First Blood s'ouvre sur un homme dont les oripeaux laissent deviner son statut d'ancien militaire, errant dans un paysage montagneux et austère, à la recherche de son dernier compagnon de guerre vivant - tous les autres étant morts au Vietnam, assassinés par et pour leur pays. Il apprend que ce dernier a succombé à un cancer provoqué par l' agent orange, un redoutable herbicide répandu par l'armée américaine sur le territoire vietnamien. La suite à tout du western. Passablement dévasté et désormais seul, Rambo marche sans réel but, jusqu'à atterrir dans la petite ville portant ironiquement le nom de " Hope ", un bled canadien tranquille et replié sur lui-même, où tout le monde se connaît et se salue par son prénom. Le shérif, maître des lieux tombe par hasard sur Rambo mais son look, tout comme la menace potentielle qu'il véhicule ne plaisent pas du tout au shérif qui fait clairement comprendre au soldat qu'il n'est pas du tout le bienvenu sur son territoire. Impassible, le vétéran se laisse conduire aux portes de la ville mais décide de faire demi-tour, faisant fi des menaces proférées par l'autorité locale.

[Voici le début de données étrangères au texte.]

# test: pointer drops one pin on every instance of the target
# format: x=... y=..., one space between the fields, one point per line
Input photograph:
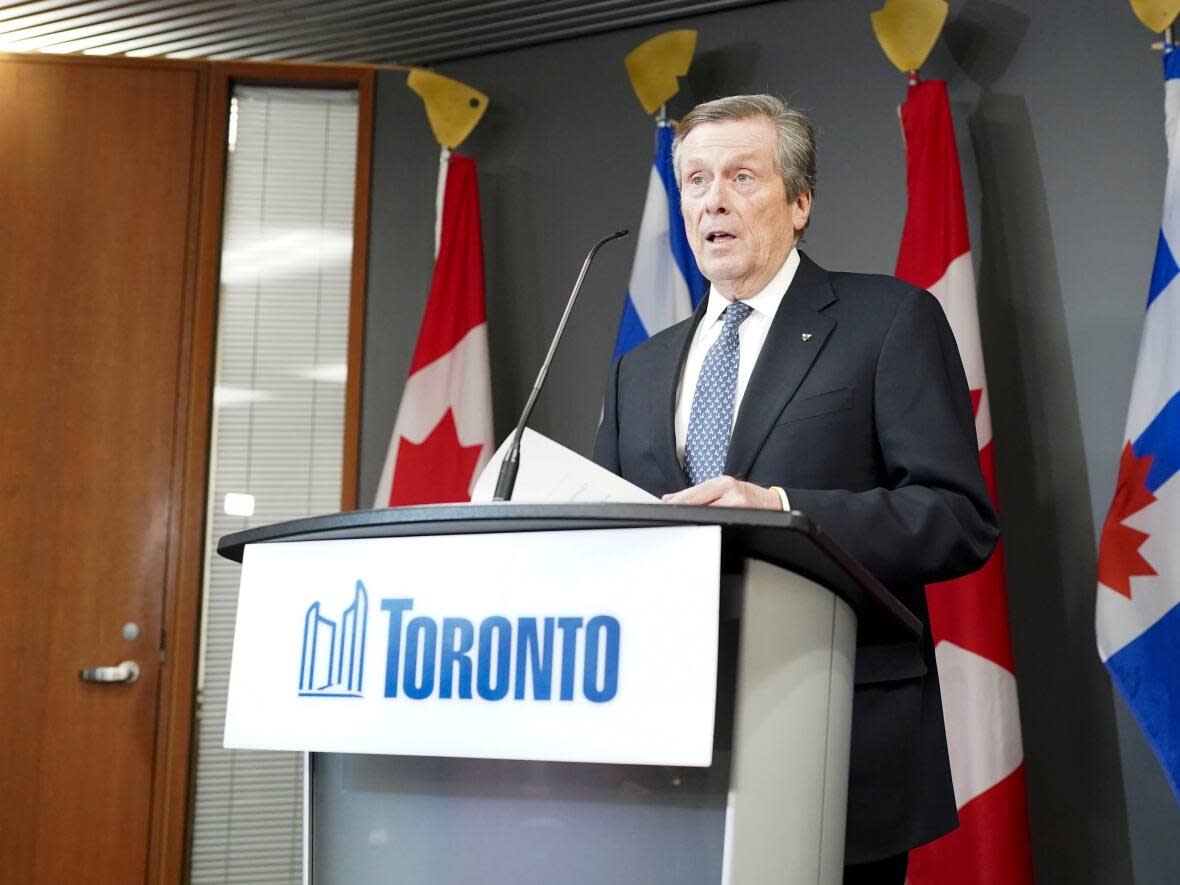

Naturellement, les choses s'enveniment et le shérif, dans un accès de colère injustifiée, mets aux arrêts l'innocent sous prétexte de vagabondage et le jette au trou, le laissant en proie à des petits flics besogneux et hargneux, excités par leur pouvoir qui semble accroitre tant Rambo, muré dans le silence et la docilité, a tout de la victime. Suite à la volonté des policiers de raser Rambo afin de le rendre plus présentable pour le procès à venir, celui-ci, totalement traumatisé par l'objet qui se tient si près de son visage, pète littéralement les plombs, casse la gueule à tout le monde en un rien de temps et s'échappe de prison. S'en suit une course poursuite et une chasse à l'homme doublée d'un retournement de situation implacable lors duquel les flics comprennent non seulement qu'ils sont allés trop loin avec cet homme dont ils ont sous-estimé la force et l'intelligence et qu'un Béret Vert est bien plus fort et puissant en milieu naturel et hostile qu'ils ne le seront jamais nulle part, même chez eux.